I strongly occur with above
Assume all social media may be searched and seen by Adcoms so always be professional. One of the admission directors at a particular school is doing her doctorate in social media and medical student selection.
There was a lengthy thread recently on this
forums.studentdoctor.net/threads/has-social-media-ever-doomed-a-strong-applicant-in-your-experiences.1134926/
This is a much larger issue for medical residents in applicant selection with many medical specialty academies and GME (residency) programs issue guidelines and, in some cases, strict agreements on social media use while in a program. The reason for this has been patients and families have started to look up doctors who are treating them. A case then was a 3rd year peds residents was treating a young girl and the next day the parents came in screaming to take that doctor away from my daughter or I will sue. Turned out the parents were freaked about a photo from a drunken frat party taken some 10 years earlier was posted on a social media site with this doctor tagged. (I will find the original case report and add it).

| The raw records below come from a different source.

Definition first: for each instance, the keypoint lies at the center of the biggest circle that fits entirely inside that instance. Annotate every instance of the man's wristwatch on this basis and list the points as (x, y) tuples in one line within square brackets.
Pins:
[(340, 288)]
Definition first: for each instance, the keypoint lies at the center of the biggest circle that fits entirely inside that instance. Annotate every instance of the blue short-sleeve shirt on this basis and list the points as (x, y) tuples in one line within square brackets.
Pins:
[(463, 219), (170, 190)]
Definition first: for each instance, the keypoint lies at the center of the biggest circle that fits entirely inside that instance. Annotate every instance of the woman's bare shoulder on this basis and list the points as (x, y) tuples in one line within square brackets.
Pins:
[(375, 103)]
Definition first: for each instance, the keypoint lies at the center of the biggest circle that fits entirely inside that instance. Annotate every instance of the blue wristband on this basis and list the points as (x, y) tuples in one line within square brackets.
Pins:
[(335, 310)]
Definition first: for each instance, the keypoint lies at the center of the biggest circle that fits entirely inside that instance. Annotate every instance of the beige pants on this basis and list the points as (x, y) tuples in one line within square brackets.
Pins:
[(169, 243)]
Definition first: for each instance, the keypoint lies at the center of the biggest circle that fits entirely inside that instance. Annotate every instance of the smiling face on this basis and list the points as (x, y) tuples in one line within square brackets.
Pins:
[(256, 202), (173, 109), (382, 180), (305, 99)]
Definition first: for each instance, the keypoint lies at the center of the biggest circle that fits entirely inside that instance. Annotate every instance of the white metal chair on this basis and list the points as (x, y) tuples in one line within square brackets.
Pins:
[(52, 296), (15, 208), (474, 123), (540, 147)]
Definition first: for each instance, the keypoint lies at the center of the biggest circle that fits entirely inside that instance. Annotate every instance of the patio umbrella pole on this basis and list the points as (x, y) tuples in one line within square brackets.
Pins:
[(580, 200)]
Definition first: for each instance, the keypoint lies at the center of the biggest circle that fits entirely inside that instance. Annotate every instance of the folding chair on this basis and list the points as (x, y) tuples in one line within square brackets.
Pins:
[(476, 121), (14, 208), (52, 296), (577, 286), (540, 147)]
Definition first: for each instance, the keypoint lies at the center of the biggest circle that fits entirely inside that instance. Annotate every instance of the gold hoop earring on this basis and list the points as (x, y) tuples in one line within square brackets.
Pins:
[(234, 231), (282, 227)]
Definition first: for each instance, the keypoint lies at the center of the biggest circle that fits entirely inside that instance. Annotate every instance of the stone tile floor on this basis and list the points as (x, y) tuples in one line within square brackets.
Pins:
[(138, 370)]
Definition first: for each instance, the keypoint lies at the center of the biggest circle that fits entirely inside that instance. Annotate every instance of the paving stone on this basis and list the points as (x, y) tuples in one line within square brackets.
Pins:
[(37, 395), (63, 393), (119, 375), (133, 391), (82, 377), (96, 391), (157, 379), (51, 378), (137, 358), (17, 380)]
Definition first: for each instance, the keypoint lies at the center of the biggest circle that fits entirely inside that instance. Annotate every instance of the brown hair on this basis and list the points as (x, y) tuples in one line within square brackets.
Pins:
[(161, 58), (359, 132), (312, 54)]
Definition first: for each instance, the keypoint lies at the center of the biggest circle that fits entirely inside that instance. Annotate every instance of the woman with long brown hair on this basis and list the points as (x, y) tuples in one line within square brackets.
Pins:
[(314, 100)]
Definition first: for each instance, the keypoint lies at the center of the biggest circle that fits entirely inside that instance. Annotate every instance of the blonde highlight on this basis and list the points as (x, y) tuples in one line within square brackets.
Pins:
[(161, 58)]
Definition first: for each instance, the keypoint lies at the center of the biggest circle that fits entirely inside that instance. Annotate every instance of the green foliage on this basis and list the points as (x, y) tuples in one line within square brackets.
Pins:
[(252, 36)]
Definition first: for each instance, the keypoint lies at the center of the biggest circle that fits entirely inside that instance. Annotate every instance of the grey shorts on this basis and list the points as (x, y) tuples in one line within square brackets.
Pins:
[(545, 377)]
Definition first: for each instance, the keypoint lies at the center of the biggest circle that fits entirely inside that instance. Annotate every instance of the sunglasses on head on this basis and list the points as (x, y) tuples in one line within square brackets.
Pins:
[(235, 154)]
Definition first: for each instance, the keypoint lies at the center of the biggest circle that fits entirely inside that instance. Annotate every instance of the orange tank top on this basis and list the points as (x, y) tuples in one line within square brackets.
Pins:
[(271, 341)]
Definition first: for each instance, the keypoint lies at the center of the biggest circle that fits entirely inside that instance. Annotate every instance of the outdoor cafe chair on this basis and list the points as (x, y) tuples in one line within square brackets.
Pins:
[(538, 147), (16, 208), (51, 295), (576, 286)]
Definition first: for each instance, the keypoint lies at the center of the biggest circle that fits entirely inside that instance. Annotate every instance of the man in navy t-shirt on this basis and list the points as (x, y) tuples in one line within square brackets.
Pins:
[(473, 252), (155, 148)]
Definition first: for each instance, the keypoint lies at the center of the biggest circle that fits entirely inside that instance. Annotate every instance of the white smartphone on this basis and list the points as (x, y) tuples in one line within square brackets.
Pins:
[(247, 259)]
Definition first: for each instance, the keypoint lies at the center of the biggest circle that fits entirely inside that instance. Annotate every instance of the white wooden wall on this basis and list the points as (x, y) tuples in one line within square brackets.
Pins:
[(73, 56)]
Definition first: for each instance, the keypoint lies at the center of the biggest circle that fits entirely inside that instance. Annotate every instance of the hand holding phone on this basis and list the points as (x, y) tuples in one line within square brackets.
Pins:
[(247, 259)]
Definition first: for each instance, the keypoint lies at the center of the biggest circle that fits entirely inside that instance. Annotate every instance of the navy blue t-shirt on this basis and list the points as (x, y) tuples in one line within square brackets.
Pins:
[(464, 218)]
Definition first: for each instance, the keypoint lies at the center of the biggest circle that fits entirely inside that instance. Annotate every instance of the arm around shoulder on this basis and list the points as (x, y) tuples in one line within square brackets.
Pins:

In the meanwhile there have been a slew of studies done on this to the point that AAMC has guidelines for applicants (first in list)
https://www.aamc.org/students/aspiring/324178/socialmediadoesnthurt.html
http://www.ncbi.nlm.nih.gov/pmc/articles/PMC3758042/
http://www.ncbi.nlm.nih.gov/pubmed/23139411
http://www.amednews.com/article/20121127/profession/311279999/8/
http://www.medscape.com/viewarticle/731175
http://www.ojphi.org/ojs/index.php/fm/article/view/2161/2026
http://jepm.seahq.net/VolXVI_IssueV_McHugh.pdf
Some medical schools have added an internet background search step usually post-interview, per-selection as due diligence to find any obvious issue. With automation and some software this is easy to do
Lastly, I personally know of 3 cases where comments made on here on SDN about a school post-interview were identified by the school and the applicant was not accepted. In many cases it isnt too hard for a medical school to identify with their comments.